Masyarakat modern memang telah meneliti alam semesta ini sehingga
ilmu pengetahuan mengalami kemajuan luar biasa. Tetapi sayangnya,
kemajuan itu belum mengantarkan manusia mengenal Allah Ta’ala.
Orang demikian ini ibarat melihat buku yang besar namun tidak memahami
isiya. Ia sibuk memikirkan apa bahan kertasnya, berapa ukuran lebarnya,
dan berapa jumlah halamannya.
Masyarakat modern mungkin canggih menerangkan bagaimana alam semesta
ini bergerak demikian teratur, tetapi sebenarnya belum membaca sama
sekali hakekat di balik keteraturan itu.
Betapa pun cerdasnya seseorang, jika ia belum menggunakannya untuk
mengenal Allah Ta’ala, ia tidak lebih dari binatang ternak. Bahkan lebih
sesat lagi.
Allah Ta’ala menjelaskan dalam al-Qur`an surat Al A’raaf [7] ayat 179
bahwa mereka mempunyai hati tetapi tidak digunakan untuk memahami ayat-
ayat Allah, mempunyai mata tetapi tidak digunakan untuk melihat tanda-
tanda kekuasaan Allah, dan mempunyai telinga tetapi tidak digunakan
untuk mendengar ayat- ayat Allah.
Mereka ini, kata Allah Ta’ala, seperti binatang ternak, bahkan lebih
sesat lagi. Mereka kelak akan menjadi isi neraka Jahannam karena
kelalaian mereka.
Al-Qur`an sejak awal mengorientasikan kecerdasan untuk mengenal Allah
Ta’ala. Wahyu pertama yang turun adalah iqra`! Perintah iqra` tidak
berdiri sendiri, tetapi dengan bismirabbikalladzi khalaq. Membaca yang
disertai dengan asma Yang Maha Pencipta akan mengantarkan pada kesadaran
tauhid.
Jika manusia benar-benar memikirkan alam semesta dengan kerendahan
hati, pasti akan muncul kecerdasan fitrahnya untuk mengakui secara sadar
tentang kebesaran-Nya. Subhanallah, Maha Suci Allah. Dengan cara
seperti inilah manusia akan mulia di sisi Allah.

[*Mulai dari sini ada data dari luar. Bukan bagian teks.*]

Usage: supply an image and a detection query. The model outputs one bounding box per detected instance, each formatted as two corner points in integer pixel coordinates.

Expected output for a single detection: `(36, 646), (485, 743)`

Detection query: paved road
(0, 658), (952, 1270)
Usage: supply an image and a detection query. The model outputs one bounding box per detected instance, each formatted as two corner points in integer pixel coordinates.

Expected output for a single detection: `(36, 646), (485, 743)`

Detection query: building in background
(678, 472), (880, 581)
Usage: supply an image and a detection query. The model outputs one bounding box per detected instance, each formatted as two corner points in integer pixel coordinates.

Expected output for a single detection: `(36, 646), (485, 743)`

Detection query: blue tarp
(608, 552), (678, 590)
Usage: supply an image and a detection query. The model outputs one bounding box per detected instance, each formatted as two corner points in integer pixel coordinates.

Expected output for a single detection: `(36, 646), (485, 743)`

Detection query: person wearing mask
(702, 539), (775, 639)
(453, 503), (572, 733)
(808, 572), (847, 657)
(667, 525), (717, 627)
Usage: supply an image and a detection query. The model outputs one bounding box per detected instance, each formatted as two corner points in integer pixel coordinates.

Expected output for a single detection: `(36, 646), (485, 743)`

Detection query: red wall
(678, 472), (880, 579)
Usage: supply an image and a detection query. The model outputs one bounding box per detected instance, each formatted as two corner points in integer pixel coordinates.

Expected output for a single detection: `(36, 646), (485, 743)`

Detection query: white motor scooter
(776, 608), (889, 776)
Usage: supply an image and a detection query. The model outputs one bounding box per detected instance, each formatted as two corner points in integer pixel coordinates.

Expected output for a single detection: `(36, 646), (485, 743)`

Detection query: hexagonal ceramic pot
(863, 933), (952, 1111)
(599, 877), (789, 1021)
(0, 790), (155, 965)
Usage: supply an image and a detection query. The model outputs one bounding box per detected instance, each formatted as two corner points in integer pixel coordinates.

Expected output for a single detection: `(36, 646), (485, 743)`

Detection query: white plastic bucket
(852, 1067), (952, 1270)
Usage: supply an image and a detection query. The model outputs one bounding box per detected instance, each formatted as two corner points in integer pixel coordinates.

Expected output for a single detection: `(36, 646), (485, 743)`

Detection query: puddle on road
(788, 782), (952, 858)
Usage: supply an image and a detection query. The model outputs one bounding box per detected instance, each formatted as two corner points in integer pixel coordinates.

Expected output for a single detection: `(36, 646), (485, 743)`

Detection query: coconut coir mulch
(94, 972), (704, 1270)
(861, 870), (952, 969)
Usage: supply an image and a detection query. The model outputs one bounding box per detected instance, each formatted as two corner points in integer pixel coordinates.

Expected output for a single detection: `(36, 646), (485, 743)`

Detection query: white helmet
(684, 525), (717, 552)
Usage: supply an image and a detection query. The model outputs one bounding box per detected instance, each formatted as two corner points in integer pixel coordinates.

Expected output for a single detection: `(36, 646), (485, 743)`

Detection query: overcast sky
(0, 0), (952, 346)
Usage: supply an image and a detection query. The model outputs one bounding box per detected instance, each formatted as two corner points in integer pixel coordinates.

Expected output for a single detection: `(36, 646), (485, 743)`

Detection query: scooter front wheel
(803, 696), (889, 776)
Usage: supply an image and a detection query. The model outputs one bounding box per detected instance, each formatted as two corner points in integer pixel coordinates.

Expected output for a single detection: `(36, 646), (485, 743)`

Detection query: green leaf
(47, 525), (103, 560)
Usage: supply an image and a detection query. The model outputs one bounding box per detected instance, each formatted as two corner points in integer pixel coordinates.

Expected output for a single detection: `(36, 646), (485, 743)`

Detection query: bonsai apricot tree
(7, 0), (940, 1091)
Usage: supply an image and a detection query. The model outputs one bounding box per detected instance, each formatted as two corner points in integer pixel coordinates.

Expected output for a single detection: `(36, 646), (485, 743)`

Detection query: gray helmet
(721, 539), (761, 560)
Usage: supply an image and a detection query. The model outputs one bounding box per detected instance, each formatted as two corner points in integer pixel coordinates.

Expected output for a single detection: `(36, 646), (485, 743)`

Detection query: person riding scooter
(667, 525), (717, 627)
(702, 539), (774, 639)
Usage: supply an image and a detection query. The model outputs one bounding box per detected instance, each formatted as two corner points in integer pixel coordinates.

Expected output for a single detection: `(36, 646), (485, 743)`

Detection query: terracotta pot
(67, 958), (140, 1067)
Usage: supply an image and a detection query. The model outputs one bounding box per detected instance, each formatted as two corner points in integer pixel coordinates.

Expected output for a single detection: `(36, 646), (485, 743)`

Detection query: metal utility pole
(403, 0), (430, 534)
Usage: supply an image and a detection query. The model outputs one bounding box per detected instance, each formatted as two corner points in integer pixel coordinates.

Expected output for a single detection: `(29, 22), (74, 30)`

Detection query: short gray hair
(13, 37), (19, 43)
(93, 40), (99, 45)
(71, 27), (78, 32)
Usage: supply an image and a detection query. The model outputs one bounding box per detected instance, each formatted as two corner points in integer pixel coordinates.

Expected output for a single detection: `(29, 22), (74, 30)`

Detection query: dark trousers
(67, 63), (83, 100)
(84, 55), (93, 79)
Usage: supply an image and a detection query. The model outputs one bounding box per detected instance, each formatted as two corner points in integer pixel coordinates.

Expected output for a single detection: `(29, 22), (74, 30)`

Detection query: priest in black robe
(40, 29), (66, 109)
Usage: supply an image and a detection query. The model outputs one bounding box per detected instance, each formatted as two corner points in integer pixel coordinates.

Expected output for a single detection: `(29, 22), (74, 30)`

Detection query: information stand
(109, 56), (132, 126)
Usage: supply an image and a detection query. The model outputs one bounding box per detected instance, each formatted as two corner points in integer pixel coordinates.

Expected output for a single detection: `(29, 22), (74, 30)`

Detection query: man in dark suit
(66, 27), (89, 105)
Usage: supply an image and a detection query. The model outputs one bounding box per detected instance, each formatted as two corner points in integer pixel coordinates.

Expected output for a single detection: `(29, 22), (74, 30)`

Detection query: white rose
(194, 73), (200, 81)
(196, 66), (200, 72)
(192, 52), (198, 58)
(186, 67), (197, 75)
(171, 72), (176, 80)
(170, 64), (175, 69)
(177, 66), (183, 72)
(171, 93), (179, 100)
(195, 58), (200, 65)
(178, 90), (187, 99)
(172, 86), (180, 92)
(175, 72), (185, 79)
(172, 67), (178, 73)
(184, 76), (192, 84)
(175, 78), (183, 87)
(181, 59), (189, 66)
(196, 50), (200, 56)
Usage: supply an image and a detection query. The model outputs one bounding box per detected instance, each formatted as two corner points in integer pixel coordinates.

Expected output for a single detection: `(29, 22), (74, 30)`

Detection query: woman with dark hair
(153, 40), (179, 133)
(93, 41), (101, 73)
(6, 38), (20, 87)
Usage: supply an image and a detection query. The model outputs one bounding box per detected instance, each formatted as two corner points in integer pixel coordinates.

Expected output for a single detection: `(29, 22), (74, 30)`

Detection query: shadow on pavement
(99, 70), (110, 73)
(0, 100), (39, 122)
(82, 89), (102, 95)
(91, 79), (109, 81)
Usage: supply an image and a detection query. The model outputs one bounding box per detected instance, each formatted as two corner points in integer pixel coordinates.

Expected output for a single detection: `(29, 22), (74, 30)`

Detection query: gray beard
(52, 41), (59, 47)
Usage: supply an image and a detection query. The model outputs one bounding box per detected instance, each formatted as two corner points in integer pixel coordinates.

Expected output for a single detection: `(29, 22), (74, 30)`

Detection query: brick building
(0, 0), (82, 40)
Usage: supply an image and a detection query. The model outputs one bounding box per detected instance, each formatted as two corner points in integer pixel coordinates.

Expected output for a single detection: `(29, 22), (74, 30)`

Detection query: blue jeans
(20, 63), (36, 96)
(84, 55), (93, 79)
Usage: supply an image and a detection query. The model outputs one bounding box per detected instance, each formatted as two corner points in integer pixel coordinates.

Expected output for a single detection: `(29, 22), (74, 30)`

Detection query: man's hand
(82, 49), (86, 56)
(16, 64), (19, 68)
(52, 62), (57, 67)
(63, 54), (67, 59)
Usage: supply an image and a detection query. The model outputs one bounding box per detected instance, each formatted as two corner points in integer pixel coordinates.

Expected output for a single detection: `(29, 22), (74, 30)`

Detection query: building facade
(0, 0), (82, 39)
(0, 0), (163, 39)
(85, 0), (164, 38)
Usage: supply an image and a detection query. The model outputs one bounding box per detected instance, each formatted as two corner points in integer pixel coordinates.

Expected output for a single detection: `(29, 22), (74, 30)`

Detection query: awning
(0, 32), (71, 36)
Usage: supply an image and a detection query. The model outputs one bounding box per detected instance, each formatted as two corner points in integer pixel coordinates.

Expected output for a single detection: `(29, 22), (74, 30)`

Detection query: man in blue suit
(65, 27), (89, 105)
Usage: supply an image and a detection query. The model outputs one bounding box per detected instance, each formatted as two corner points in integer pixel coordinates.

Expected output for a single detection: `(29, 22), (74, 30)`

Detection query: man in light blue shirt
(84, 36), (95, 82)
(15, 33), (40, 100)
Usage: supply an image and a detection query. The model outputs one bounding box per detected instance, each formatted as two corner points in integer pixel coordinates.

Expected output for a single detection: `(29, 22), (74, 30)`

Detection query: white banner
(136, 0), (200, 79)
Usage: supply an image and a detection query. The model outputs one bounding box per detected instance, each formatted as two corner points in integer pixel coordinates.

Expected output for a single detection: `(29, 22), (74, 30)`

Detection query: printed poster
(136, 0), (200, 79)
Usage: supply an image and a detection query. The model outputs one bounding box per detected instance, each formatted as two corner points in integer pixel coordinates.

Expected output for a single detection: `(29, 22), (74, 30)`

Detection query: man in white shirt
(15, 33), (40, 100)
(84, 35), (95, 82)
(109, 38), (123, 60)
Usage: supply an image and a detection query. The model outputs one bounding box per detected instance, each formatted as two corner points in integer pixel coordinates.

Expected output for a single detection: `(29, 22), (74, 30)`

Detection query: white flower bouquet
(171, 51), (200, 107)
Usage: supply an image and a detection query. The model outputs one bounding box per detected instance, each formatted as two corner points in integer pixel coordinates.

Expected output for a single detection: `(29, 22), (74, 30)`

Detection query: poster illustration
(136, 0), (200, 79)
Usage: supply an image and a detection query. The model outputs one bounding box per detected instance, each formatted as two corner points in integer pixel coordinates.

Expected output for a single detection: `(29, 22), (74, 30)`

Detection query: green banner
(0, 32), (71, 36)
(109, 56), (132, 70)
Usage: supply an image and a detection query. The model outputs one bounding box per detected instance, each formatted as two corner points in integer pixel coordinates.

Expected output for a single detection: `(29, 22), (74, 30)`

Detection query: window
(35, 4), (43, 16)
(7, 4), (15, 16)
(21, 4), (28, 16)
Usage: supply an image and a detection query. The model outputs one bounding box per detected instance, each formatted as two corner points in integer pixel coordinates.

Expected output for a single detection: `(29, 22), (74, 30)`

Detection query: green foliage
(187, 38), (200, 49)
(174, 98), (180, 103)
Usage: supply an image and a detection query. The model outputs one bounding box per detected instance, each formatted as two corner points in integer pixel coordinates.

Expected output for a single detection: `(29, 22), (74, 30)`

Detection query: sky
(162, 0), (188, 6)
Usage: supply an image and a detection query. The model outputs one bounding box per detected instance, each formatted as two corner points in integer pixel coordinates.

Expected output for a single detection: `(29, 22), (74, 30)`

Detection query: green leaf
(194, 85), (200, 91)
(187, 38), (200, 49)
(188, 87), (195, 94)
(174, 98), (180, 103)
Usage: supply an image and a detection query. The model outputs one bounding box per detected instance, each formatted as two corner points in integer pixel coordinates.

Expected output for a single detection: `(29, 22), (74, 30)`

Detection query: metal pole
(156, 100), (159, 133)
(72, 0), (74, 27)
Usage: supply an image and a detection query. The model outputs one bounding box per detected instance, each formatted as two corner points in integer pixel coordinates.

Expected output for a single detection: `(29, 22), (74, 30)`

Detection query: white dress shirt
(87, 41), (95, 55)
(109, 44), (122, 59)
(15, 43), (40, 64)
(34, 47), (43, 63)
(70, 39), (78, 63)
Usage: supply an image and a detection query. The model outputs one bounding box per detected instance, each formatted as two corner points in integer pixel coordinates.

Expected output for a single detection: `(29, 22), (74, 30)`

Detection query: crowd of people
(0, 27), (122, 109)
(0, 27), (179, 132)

Jadi, jangan puas dengan kecerdasan intelektual dan emosional saja.
Milikilah kecerdasan yang kaffah (sempurna). Lengkapi diri dengan
mengasah hati untuk cerdas secara spiritual.
Hanya dengan mengenal Allah Ta’ala, banyak mengingat kematian dan
sadar untuk mengumpulkan bekal setelah mati, kecerdasan intelektual dan
emosional akan memberi manfaat besar dalam hidup dan peradaban manusia.
Wallahu a’lamu bish shawab.
(SUARA HIDAYATULLAH)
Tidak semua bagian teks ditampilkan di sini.